だから何ですか?Ⅱ【Memory】
薄暗い空間からは冷気の出迎え。
でも負の感情で火照った肌にはむしろ心地よく、馴染んだ生活空間の匂いには張り詰めすぎた警戒心が解けて安堵する。
安堵はするけれど。
「っ・・・ざけんなっ、」
ようやく開いた口から小さくも零れ落ちたのはここまでの帰路に溜め込んだ憎悪の響き。
その言葉を浴びせる対象者は不在であって、結局は自分の身に戻って苛立ちが増すだけなのに。
まさにその効果あってか、口にした直後に身を返しようやく亜豆に意識働き手を伸ばしかけた。

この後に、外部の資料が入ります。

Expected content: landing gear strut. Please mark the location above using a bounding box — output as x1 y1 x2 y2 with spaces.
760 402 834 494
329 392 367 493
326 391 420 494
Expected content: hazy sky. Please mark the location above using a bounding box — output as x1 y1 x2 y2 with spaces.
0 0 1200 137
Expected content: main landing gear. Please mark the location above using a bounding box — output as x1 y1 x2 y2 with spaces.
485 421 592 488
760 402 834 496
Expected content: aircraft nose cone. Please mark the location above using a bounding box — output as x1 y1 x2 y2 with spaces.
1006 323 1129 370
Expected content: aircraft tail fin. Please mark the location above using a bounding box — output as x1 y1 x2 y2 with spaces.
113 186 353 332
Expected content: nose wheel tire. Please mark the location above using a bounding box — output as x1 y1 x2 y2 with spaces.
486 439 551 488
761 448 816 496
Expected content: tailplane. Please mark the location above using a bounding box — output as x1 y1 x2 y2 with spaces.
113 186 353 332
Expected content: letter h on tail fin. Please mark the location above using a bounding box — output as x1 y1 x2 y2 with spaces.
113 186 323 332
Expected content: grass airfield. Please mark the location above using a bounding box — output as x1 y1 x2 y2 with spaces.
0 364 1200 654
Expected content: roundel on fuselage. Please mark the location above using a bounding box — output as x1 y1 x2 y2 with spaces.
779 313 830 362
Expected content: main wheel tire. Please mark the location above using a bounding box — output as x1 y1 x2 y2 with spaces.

乱暴にドアに押し付け、噛み付く様に口付けて、強姦さながらにそこで事に及んで。
と、そんな流れが行われたのは脳内のみで、実際は・・・、
「頭庇って、」
「あっ?・・っ______」
伸ばしかけた手の指先が掠りもしない間に、悲鳴でも待ったの言葉でもないその響きが変に鎮静効果をもたらせ見事怪訝に静止する。
だけども直後に遠慮なく勢いのまま突き飛ばされて、バランス崩し玄関続きの廊下に後ろ向きに倒れた。
忠告のおかげ?
『庇って』と頭に残っていた言葉の効果か、尻や背中は程々に打つも頭は打たず。
それでも、一瞬は起きた事に呆け直後には意識が追いつき眉根が寄った。